Shae had been lost in Gwynn’s song. He did not speak Pathani, but her gift was such that he had understood every word without knowledge of the language. The similarities between Andine and Rashelle were striking, and Shae fought back the remembered grief.
“Elisan seems to think well of your charge.” Gunnar’s voice shook him from his thoughts. Shae followed his gaze and realized Gwynn was looking pale, which he had come to know was a sure indication that she was fatigued. He went striding across the room, Gunnar at his heels.
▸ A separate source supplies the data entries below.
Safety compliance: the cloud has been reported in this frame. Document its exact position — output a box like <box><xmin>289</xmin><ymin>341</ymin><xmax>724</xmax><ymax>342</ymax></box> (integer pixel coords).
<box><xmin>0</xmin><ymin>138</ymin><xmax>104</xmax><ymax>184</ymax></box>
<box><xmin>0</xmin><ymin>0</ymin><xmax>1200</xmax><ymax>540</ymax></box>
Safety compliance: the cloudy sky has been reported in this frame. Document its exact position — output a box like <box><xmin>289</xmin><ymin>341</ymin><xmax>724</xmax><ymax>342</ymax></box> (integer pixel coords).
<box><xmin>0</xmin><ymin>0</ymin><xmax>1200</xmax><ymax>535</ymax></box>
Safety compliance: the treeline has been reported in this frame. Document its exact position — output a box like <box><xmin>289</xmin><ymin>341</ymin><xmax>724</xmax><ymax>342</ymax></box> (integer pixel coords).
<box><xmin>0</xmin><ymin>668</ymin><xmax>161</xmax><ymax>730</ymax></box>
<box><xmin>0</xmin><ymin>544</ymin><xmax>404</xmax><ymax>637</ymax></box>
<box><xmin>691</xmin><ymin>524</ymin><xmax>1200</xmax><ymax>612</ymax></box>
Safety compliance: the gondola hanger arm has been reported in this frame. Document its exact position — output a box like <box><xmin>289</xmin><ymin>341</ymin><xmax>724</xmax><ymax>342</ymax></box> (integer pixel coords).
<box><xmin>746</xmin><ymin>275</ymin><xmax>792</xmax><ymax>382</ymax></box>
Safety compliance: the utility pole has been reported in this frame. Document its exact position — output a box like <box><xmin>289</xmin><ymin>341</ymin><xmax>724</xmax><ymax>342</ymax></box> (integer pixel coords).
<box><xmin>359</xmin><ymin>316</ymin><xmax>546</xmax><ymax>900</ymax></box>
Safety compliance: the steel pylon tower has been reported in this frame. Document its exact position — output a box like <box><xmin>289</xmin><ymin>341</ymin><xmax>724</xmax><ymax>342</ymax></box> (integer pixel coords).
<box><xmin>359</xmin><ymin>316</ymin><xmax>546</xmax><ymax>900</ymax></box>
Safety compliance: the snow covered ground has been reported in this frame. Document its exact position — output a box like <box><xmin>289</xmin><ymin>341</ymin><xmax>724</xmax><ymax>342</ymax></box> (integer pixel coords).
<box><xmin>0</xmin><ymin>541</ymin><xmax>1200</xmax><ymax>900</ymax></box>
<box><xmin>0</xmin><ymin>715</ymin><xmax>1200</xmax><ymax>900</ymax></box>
“Little one, you are exhausted. It is time you got some rest.” Gwynn started to protest, but Shae cut her off. “You did not sleep well last night, the journey here was not easy, and you just sang a long and difficult song. Furthermore, you’re probably going to have a longer day with Master Elisan tomorrow. Tell everyone good night now and go off to bed like a good little bard.” Shae was smiling, but there was iron in his voice.
“I keep trying to tell you I’m not a good little bard,”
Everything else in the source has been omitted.